Unexpected closure of Canadian port hurts grain producers

28.07.2016

The unexpected closure of the Port of Churchill in far northern Manitoba, Canada, is bad news for the region’s grain producers, who were expecting to use the port to move this year’s large harvest.

OmniTrax, which owns and operates the port, announced during a meeting on July 26 with its employees that it closed the Port of Churchill. The port ships an average of 514,000 tonnes of grain per year.  

“At a time of the year where grain should be flowing from the port, this decision will hurt a community that relies on the economic spinoffs,” said the Manitoba Chambers of Commerce in a press release. “Any closure, for any length of time, will only serve to lessen its importance and impact on the movement of product.”

The port is Canada’s only deep sea Arctic port and operates from late July through mid-November shipping grain, as well as other crops around the world. The port also handles various cargos and provides custom handling services including; consolidation, marshaling, packaging, and heavy equipment moving.

The port has the storage capacity of 140,000 tonnes.
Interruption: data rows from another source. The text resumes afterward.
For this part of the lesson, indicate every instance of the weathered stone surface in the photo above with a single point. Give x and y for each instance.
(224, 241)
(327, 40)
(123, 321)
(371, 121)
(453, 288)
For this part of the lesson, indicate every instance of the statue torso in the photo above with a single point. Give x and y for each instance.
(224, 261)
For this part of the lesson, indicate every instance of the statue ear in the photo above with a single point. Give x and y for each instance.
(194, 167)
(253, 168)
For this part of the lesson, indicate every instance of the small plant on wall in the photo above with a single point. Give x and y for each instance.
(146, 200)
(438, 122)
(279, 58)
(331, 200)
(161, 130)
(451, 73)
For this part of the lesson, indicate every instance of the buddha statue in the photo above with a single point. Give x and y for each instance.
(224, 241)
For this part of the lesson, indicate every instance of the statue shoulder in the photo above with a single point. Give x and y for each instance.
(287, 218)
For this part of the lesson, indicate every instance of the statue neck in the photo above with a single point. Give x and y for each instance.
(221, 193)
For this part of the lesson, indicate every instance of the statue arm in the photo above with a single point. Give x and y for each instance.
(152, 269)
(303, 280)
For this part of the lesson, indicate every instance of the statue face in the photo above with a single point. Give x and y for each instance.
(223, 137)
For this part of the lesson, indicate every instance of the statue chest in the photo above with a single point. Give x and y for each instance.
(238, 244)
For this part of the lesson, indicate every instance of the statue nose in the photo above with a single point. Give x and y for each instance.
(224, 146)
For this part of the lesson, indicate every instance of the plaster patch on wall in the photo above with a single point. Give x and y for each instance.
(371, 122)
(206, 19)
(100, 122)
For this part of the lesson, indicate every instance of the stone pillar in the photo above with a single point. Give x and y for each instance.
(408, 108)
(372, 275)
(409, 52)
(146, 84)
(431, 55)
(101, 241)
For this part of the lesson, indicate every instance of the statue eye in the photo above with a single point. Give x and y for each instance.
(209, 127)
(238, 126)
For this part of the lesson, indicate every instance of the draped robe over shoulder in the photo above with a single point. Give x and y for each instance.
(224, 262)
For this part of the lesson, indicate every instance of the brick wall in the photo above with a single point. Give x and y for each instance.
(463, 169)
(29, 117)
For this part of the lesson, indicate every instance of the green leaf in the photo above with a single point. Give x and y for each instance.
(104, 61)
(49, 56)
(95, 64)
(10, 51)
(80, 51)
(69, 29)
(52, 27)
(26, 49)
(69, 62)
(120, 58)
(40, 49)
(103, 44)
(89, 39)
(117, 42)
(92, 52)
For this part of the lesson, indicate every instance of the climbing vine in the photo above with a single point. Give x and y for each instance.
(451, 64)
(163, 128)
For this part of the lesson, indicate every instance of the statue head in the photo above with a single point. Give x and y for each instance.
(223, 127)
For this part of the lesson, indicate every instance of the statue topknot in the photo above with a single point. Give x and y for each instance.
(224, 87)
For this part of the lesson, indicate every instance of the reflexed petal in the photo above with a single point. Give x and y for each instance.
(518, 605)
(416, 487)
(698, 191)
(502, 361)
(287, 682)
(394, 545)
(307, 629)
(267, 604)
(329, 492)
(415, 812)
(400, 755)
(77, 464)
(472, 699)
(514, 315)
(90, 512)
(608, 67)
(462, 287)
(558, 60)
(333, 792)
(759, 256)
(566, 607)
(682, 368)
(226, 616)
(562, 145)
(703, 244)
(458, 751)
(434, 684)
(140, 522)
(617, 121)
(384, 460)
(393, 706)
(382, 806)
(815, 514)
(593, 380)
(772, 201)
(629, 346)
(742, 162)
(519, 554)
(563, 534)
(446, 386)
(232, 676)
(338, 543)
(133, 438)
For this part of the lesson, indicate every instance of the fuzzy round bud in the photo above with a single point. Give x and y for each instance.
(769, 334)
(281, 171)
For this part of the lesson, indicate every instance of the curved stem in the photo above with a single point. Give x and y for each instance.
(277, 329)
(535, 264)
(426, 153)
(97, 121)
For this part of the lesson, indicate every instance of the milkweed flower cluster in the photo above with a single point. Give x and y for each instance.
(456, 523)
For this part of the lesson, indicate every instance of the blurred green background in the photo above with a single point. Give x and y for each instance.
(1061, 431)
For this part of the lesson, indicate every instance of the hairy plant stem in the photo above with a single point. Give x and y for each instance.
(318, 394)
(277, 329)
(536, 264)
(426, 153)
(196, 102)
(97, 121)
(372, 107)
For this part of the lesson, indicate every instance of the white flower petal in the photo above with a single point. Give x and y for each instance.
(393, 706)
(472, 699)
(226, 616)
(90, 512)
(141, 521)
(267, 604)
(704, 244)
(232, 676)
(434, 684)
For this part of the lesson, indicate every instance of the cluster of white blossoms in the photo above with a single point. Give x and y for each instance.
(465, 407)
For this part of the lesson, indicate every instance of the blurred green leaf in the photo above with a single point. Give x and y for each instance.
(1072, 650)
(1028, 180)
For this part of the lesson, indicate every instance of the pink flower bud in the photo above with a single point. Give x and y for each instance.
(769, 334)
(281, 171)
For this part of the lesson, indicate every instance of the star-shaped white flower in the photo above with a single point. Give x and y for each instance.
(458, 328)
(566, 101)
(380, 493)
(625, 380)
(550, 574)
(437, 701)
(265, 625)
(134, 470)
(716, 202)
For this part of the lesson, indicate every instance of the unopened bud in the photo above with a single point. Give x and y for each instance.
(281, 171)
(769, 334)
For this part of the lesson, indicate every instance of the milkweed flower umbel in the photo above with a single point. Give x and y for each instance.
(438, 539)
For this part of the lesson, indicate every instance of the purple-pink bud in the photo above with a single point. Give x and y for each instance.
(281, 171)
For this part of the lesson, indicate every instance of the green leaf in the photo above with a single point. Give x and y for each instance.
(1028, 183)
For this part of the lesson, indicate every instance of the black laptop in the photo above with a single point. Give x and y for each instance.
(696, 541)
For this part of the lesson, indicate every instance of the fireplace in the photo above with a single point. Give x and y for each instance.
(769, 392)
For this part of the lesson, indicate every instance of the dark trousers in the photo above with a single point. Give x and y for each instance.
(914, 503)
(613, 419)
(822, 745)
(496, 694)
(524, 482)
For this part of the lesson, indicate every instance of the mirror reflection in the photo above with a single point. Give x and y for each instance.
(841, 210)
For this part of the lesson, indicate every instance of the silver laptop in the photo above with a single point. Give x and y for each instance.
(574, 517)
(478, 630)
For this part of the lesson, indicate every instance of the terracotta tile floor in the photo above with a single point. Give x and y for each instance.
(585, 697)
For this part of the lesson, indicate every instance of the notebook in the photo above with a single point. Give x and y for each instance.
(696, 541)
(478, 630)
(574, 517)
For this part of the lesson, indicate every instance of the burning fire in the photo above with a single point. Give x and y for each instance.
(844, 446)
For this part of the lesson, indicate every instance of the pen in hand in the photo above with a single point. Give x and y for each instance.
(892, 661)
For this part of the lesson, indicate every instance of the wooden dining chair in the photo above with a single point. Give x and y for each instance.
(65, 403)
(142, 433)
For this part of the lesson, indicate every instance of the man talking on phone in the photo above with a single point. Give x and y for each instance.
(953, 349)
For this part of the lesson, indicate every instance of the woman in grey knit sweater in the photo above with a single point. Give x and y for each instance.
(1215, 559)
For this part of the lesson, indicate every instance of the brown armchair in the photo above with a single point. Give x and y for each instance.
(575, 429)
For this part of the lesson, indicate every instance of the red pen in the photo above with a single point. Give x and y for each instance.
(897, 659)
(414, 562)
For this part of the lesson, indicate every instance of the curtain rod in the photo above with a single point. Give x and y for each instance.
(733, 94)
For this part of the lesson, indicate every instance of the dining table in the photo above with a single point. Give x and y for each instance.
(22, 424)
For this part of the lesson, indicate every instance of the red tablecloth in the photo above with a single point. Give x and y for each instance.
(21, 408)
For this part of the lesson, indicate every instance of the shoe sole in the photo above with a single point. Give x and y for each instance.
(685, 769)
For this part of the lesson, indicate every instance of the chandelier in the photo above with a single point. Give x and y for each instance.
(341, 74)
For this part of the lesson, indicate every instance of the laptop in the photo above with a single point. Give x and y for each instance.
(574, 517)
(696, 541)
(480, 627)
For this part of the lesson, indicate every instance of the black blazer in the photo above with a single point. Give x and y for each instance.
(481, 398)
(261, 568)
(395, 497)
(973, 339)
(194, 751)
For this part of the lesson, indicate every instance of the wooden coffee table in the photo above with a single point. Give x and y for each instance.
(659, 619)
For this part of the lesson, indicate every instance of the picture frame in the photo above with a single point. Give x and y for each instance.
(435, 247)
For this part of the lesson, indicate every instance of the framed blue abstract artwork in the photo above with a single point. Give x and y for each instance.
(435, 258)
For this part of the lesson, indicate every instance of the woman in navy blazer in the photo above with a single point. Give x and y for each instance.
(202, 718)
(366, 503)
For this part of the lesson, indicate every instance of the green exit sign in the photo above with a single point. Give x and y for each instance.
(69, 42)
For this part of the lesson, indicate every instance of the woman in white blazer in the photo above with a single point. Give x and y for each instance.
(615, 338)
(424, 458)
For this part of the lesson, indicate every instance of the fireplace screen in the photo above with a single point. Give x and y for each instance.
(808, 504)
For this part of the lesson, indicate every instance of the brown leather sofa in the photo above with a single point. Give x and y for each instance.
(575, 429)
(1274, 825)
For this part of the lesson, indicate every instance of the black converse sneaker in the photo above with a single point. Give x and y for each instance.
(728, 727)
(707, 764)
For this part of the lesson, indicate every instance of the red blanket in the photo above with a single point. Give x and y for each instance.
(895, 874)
It can ship 1,200 tonnes per hour and receive 1,100 tonnes per hour. It also has wheat and durum cleaning capabilities of 660 tonnes per hour and canola cleaning of 250 tonnes per hour. In 2012, the Port of Churchill conducted significant renovations to the cleaners doubling the capacity and adding canola cleaning as a new service offering. It has approximately 10 kilometers of track available for railcar unloading and equipment storage at the port.

CBC News Manitoba reported grain exports through the northern Manitoba port have increased slightly in the past 12 years, according to the Canadian Grain Commission. Most of the grain passing through the port is headed to destinations abroad such as Mexico, Italy and Nigeria.

Until 1997 the port was owned by the government of Canada through a crown corporation called Ports Canada. In 1997 the Canadian government was divesting its interest in many crown corporations and sold the port to OmniTrax owned by The Broe Group and headquartered in Denver, Colorado, U.S.

During this time the government also privatized Canadian National Railway, which operated the rail line between The Pas and Churchill. In the same year, Canadian National Railway sold the line to OmniTrax, the current owner and operator of Hudson Bay Railway.

OmniTrax put the rail line and port up for sale in January. The government has invested milliions of dollars in shipping subsidies and grants through the years.

The chambers said it wants OmniTrax and the Manitoba government to create a Northern Commission to assess the province’s transportation infrastructure and its limitations on northern development.

The commission should document and identify the current facilities, assess additional requirements and propose options for repayment of capital costs. In addition, the province should “develop a strategy and mobilize investment in the Port of Churchill as a strategic transportation hub for Northern resupply, Arctic sovereignty, and as an Arctic Gateway to international markets.”

Churchill, Manitoba is a small community of approximately 800 people which can only be accessed by rail or air. The Port of Churchill was the largest employer in the town, employing approximately 10% of the population during seasonal operations.